Por ejemplo, ejercer la hospitalidad (feliz actividad cristiana), es hecha posible gracias a la esposa. Entonces hay un hogar abierto a los ministros de Dios, a los creyentes, a los incrédulos que pueden entonces oír el evangelio. Ver, entre otros, el ejemplo de Priscila y Aquila en Hechos 18:26.

1.5 – Resumen:

El círculo del hogar es la esfera particular donde la esposa servirá a Dios y lo glorificará. Que ella no desprecie ni abandone ese servicio; ella es el centro y el corazón de la casa.
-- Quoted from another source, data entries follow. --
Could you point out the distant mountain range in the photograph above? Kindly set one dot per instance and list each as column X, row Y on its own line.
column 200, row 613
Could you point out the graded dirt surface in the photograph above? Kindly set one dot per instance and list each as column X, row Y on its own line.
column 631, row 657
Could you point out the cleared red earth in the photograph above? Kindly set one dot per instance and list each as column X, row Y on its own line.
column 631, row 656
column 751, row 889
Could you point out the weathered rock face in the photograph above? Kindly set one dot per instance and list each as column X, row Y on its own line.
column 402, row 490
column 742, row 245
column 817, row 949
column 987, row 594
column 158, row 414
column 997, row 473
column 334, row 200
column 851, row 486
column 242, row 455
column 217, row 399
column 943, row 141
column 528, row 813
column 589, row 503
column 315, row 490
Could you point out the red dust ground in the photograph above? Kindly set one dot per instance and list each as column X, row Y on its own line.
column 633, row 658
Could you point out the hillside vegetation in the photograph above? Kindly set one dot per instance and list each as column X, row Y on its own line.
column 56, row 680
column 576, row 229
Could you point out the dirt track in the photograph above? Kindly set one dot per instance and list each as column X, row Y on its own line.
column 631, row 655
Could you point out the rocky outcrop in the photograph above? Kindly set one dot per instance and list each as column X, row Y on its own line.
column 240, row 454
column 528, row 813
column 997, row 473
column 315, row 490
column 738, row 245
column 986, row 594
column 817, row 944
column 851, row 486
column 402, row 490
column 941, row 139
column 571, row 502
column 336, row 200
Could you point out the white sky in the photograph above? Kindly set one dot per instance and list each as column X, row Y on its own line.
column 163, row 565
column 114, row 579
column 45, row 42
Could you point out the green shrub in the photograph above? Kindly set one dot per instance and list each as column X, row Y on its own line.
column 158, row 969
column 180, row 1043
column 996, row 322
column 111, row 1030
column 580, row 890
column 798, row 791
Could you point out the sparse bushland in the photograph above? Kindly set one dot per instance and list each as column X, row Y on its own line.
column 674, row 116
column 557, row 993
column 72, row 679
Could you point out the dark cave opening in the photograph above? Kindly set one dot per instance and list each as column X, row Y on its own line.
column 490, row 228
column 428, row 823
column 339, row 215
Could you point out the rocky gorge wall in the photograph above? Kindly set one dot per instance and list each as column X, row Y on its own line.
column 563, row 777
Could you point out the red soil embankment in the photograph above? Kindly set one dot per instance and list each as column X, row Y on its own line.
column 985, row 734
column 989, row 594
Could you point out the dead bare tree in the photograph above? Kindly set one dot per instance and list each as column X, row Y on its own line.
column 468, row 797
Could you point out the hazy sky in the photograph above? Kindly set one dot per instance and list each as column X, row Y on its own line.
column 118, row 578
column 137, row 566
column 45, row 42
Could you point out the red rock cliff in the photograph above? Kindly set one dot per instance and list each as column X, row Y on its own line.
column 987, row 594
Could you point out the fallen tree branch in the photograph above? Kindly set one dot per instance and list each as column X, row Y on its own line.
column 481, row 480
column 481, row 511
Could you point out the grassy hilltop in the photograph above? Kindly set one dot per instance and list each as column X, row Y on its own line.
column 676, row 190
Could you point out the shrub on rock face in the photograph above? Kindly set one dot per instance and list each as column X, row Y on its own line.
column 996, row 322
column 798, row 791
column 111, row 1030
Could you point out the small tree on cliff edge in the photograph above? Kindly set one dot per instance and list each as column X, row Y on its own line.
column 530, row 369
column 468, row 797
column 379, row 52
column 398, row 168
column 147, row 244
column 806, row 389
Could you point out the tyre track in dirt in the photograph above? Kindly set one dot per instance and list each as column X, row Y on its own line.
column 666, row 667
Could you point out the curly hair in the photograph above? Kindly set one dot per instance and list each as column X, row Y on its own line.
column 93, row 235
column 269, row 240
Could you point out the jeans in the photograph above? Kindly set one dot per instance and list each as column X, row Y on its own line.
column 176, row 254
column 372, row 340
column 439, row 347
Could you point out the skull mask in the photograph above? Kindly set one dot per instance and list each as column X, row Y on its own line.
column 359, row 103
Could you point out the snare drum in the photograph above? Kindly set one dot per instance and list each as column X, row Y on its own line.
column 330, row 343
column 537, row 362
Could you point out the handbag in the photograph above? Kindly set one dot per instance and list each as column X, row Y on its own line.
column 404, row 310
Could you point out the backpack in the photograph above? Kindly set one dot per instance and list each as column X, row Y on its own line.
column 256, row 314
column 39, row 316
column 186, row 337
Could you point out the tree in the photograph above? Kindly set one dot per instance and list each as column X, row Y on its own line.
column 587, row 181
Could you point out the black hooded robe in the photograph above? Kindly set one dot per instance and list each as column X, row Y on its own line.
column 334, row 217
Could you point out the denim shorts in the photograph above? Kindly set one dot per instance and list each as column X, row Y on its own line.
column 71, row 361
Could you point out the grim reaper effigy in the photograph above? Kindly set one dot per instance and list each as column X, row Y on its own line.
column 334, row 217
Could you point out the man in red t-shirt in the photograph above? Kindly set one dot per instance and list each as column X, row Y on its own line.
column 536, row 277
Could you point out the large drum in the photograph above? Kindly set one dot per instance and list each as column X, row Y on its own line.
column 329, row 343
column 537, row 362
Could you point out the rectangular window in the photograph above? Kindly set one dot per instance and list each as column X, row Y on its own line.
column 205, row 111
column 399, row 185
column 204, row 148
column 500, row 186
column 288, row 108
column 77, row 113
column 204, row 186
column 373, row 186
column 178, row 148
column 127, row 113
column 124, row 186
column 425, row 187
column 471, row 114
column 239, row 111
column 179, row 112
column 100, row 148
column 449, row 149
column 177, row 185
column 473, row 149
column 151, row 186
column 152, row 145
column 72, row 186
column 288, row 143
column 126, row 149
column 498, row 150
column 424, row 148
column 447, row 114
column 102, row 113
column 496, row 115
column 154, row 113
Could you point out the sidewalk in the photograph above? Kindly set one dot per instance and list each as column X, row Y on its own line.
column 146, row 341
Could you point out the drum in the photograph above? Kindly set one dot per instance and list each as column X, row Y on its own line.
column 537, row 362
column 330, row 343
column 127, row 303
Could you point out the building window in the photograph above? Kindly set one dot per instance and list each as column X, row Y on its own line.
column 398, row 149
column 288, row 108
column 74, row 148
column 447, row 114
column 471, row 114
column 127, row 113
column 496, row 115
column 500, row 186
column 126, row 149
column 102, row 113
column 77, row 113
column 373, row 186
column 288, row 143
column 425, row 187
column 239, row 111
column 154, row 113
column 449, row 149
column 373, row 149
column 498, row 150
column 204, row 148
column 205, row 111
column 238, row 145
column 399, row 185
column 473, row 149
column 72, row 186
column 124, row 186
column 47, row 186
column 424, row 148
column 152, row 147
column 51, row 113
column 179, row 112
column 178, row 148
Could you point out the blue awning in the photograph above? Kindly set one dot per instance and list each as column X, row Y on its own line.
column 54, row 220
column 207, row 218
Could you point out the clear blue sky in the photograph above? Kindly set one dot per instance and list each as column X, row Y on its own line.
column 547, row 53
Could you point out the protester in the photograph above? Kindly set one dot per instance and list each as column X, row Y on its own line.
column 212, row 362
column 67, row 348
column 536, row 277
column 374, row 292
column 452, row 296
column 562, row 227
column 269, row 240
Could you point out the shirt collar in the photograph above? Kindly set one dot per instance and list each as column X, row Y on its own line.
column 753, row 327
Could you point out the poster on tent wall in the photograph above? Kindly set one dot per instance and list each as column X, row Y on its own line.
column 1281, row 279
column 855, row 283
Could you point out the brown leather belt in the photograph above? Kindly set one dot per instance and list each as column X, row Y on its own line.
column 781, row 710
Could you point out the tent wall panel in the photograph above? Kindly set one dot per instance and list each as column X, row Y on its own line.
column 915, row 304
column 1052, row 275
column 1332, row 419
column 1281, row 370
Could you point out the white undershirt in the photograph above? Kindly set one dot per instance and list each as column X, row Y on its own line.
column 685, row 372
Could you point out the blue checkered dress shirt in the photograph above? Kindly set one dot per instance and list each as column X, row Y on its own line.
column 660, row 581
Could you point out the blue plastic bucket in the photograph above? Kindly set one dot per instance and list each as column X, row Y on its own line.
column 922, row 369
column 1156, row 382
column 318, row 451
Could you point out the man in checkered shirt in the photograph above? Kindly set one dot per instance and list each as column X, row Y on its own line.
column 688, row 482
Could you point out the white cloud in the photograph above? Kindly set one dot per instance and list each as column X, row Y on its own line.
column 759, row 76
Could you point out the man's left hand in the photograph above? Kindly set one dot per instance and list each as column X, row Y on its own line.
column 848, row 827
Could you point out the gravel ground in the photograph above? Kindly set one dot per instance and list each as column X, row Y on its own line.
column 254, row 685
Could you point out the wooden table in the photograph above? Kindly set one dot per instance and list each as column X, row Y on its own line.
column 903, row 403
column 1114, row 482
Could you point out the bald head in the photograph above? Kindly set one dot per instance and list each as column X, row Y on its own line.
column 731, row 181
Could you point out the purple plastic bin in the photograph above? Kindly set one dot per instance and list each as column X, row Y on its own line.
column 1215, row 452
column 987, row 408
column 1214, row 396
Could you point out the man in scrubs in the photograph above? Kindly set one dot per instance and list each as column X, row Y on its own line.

La mujer cristiana soltera, o la viuda, también pueden ser una ayuda en el servicio cristiano, o en las cosas temporales: ocuparse de niños, de mayores de edad, de enfermos, y también difundir, guardando su lugar, el evangelio a su alrededor.

El ejemplo de Dorcas en Hechos 9:36-43 es notable, como también la descripción de las actividades de una mujer piadosa en 1 Timoteo 5:10 : “que tenga testimonio de buenas obras; si ha criado hijos; si ha practicado la hospitalidad; si ha lavado los pies de los santos; si ha socorrido a los afligidos; si ha practicado toda buena obra”.